Défi de l’Afrique: si Thomas Sankara pouvait répondre à Emmanuel Macron!

 

«Le défi de l’Afrique, il est totalement différent. Il est beaucoup plus profond, il est civilisationnel aujourd’hui. Quels sont les problèmes en Afrique? Les États faillis, les transitions démocratiques complexes, la transition démographique qui est, je l’ai rappelé ce matin, l’un des défis essentiels de l’Afrique. Quand des pays ont encore aujourd’hui 7 à 8 enfants par femme, vous pouvez décider d’y dépenser des milliards d’euros, vous ne stabiliserez rien». Emmanuel Macron, cité par La Tribune Afrique. Ces propos sont simplement consternants, d’autant qu’ils viennent de celui-là même qui a effectué un stage en ambassade au Nigeria alors qu’il était encore en étude à l’ENA de Strasbourg, où il a brillé de 2002 à 2004, dans la promotion Léopold Sédar Senghor, du nom du grand président sénégalais, le plus Français des Sénégalais, l’Immortel de l’Académie française.

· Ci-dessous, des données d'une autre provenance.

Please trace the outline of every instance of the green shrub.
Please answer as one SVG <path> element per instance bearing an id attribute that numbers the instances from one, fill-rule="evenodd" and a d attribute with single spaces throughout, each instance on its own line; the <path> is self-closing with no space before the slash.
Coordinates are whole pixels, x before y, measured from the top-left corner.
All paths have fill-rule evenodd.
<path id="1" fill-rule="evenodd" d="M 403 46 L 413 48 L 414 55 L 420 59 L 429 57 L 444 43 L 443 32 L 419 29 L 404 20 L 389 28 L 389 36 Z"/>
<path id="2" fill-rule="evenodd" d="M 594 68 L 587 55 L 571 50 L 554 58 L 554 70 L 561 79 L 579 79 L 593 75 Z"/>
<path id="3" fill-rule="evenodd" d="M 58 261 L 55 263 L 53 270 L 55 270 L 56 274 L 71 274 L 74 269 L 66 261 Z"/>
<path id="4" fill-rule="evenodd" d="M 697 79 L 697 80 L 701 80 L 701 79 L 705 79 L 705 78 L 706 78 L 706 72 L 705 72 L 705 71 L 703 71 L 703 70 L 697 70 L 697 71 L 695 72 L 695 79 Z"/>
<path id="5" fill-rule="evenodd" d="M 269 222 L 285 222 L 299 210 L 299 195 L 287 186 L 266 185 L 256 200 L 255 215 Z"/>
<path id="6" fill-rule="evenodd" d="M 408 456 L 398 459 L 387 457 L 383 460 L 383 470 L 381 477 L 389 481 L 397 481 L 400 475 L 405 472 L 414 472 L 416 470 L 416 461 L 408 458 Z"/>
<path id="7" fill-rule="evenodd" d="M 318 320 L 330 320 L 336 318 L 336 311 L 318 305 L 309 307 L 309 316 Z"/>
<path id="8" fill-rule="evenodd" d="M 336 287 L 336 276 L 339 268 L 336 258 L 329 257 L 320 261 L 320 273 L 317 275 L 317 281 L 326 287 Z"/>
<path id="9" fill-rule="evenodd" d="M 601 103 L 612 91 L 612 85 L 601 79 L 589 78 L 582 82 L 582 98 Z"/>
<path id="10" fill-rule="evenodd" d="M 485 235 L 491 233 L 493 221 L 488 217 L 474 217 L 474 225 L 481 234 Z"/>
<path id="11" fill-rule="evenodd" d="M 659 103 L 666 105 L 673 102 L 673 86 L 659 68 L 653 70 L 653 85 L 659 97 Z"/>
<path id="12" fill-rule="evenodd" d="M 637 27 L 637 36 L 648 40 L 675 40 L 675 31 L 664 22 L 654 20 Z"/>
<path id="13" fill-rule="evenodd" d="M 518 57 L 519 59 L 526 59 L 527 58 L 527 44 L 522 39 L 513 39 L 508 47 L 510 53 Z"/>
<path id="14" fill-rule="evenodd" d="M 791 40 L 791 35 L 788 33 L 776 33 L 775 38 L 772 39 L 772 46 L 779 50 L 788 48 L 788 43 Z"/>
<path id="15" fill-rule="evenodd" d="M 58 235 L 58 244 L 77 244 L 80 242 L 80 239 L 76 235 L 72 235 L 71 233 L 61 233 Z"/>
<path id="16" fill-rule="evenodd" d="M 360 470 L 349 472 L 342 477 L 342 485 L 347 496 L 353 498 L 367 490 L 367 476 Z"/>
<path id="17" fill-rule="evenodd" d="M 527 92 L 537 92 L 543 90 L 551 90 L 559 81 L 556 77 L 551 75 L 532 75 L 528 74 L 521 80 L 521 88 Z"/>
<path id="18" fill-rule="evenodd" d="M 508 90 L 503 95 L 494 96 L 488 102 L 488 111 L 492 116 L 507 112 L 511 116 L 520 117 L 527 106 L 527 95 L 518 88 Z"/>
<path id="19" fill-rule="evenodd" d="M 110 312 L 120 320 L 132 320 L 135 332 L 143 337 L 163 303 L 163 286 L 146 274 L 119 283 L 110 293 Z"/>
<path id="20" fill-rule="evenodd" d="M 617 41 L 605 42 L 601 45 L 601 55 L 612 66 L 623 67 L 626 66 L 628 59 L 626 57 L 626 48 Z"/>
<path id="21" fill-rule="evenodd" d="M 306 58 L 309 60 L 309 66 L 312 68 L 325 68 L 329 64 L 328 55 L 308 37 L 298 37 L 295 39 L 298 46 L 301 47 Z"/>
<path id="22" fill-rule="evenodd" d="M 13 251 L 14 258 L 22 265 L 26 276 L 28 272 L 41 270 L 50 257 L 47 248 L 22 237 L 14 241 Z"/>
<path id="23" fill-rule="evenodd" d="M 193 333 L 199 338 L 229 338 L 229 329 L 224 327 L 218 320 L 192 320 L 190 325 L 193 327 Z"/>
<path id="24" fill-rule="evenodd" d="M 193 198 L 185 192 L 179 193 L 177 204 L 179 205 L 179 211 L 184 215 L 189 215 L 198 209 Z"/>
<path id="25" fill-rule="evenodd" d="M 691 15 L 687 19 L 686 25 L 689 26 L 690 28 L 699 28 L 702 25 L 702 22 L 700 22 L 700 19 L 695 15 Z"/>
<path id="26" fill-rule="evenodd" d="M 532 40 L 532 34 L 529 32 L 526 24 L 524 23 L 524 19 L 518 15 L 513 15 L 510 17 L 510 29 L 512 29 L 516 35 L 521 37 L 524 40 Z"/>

Les mots sont surtout révoltants et blessants, surtout quand ils ont pour auteur un jeune président dont les Africains, notamment la jeunesse, avaient applaudi à tout rompre l’arrivée au pouvoir. Non parce qu’ils en attendaient forcément des retombées autres, mais parce que les jeunes africains ont vu en ce changement générationnel, un espoir pour l’Afrique qui souffre de la sénilité d’une classe politique vieille mais qui fait de la résistance, en partie grâce à la France des aînés du jeune Macron qui font et défont les régimes en Afrique.

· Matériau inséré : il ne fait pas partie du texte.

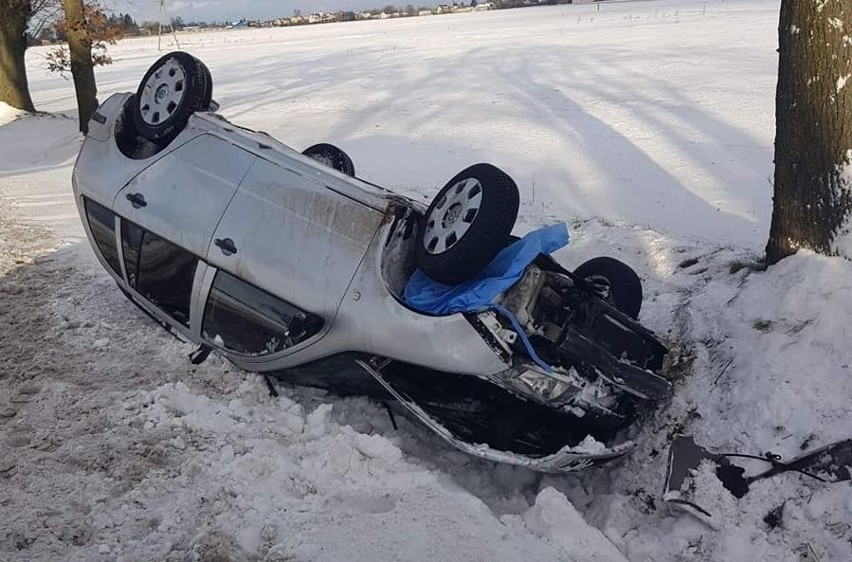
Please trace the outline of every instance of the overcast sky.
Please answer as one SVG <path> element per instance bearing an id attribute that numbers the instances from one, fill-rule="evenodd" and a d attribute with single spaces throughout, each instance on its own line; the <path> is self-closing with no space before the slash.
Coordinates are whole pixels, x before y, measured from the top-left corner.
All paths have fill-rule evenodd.
<path id="1" fill-rule="evenodd" d="M 446 0 L 443 0 L 446 1 Z M 103 0 L 107 8 L 114 12 L 128 13 L 137 22 L 155 21 L 160 12 L 160 0 Z M 180 16 L 190 20 L 231 20 L 240 18 L 268 19 L 293 15 L 293 10 L 302 13 L 337 12 L 340 10 L 359 10 L 380 8 L 388 4 L 405 6 L 433 6 L 439 2 L 433 0 L 166 0 L 169 16 Z M 452 0 L 447 2 L 452 3 Z"/>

Et comme le ridicule ne tue pas, ce sont ces dirigeants sans relief qui ont bu, sans broncher, ces insultes de celui qui pourrait être leur fils ou petit-fils pour certain et par la force des choses, et surtout de la démocratie, leur dicte aujourd’hui ses volontés. Emmanuel Macron avait dû reste annoncé les couleurs en appelant par exemple les chefs d’Etat à mouiller davantage le maillot dans la lutte contre le terrorisme, alors qu’il effectuait sa première visite hors de l’Europe, en tant que président de la France. C’était en terre malienne où il était allé réconforter les éléments de la Force Barkhane déployés dans le Sahel pour traquer les djihadistes, non pas pour les beaux yeux des Africains mais parce que ceux-ci menacent les intérêts et la vie des ressortissants français sur un continent dont les richesses naturelles et les matières premières font le bonheur de la France, depuis les temps de l’esclavage et de la colonisation. Mais comme ils ont toujours été tenus en laisse par nos ancêtres les Gaulois, ceux qui nous gouvernent et qui ne connaissent pas la honte, comme on le dit en Afrique, ont une fois de plus raté l’occasion de dire «non» à leur maître.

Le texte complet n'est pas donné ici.